From: Roman Gushchin <guro@fb.com>
To: Michal Hocko <mhocko@suse.com>
Cc: Zi Yan <ziy@nvidia.com>, <linux-mm@kvack.org>,
Rik van Riel <riel@surriel.com>,
"Kirill A . Shutemov" <kirill.shutemov@linux.intel.com>,
Matthew Wilcox <willy@infradead.org>,
Shakeel Butt <shakeelb@google.com>,
Yang Shi <yang.shi@linux.alibaba.com>,
David Nellans <dnellans@nvidia.com>,
<linux-kernel@vger.kernel.org>
Subject: Re: [RFC PATCH 00/16] 1GB THP support on x86_64
Date: Thu, 3 Sep 2020 09:25:27 -0700 [thread overview]
Message-ID: <20200903162527.GF60440@carbon.dhcp.thefacebook.com> (raw)
In-Reply-To: <20200903073254.GP4617@dhcp22.suse.cz>
On Thu, Sep 03, 2020 at 09:32:54AM +0200, Michal Hocko wrote:
> On Wed 02-09-20 14:06:12, Zi Yan wrote:
> > From: Zi Yan <ziy@nvidia.com>
> >
> > Hi all,
> >
> > This patchset adds support for 1GB THP on x86_64. It is on top of
> > v5.9-rc2-mmots-2020-08-25-21-13.
> >
> > 1GB THP is more flexible for reducing translation overhead and increasing the
> > performance of applications with large memory footprint without application
> > changes compared to hugetlb.
>
> Please be more specific about usecases. This better have some strong
> ones because THP code is complex enough already to add on top solely
> based on a generic TLB pressure easing.
Hello, Michal!
We at Facebook are using 1 GB hugetlbfs pages and are getting noticeable
performance wins on some workloads.
Historically we allocated gigantic pages at the boot time, but recently moved
to cma-based dynamic approach. Still, hugetlbfs interface requires more management
than we would like to do. 1 GB THP seems to be a better alternative. So I definitely
see it as a very useful feature.
Given the cost of an allocation, I'm slightly skeptical about an automatic
heuristics-based approach, but if an application can explicitly mark target areas
with madvise(), I don't see why it wouldn't work.

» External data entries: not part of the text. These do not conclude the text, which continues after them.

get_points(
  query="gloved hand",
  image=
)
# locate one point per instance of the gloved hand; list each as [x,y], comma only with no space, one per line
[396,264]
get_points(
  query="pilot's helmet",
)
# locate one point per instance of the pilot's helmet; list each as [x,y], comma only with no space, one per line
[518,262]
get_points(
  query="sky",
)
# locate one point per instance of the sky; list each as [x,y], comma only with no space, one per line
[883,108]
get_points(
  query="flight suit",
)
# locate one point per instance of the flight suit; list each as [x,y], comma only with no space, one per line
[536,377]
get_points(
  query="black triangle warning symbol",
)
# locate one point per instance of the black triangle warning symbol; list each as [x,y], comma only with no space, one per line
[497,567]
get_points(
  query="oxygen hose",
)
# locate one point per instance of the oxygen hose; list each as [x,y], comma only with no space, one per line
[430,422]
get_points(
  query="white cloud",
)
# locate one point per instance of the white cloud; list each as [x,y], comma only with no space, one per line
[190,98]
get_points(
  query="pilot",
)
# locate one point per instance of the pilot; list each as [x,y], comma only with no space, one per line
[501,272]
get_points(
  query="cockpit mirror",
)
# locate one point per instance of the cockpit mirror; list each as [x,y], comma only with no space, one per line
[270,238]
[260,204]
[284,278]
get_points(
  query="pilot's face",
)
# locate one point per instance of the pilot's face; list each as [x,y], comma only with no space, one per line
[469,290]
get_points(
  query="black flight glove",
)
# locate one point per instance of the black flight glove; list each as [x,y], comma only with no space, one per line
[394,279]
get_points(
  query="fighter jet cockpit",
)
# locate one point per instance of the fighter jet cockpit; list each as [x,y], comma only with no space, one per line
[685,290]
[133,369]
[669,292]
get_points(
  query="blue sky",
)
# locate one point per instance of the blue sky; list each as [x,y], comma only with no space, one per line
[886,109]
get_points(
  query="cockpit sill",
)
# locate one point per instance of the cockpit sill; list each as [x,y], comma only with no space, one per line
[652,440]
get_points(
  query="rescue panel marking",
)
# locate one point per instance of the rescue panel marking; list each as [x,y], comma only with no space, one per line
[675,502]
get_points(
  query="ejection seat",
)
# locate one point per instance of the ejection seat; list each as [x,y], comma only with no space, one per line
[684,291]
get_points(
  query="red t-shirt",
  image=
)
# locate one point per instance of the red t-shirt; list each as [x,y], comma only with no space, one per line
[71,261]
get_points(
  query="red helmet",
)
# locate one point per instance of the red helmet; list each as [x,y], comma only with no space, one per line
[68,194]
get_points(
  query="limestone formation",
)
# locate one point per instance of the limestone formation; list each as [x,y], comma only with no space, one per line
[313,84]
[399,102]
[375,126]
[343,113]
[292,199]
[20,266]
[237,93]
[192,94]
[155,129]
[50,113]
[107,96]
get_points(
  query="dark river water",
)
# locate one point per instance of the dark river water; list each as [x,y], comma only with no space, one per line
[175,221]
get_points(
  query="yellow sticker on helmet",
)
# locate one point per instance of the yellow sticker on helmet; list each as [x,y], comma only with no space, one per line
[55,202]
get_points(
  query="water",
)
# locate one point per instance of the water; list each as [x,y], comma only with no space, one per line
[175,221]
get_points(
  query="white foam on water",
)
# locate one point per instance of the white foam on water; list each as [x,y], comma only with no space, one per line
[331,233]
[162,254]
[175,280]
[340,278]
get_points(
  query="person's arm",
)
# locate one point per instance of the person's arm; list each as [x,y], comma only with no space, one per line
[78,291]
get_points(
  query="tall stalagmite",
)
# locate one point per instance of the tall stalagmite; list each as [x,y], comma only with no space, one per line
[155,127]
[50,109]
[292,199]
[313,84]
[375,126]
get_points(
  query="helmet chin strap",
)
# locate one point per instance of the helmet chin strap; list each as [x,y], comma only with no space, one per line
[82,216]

In our case we'd like to have a reliable way to get 1 GB THPs at some point
(usually at the start of an application), and transparently destroy them on
the application exit.
Once we'll have the patchset in a relatively good shape, I'll be happy to give
it a test in our environment and share results.
Thanks!
>
> > Design
> > =======
> >
> > 1GB THP implementation looks similar to exiting THP code except some new designs
> > for the additional page table level.
> >
> > 1. Page table deposit and withdraw using a new pagechain data structure:
> > instead of one PTE page table page, 1GB THP requires 513 page table pages
> > (one PMD page table page and 512 PTE page table pages) to be deposited
> > at the page allocaiton time, so that we can split the page later. Currently,
> > the page table deposit is using ->lru, thus only one page can be deposited.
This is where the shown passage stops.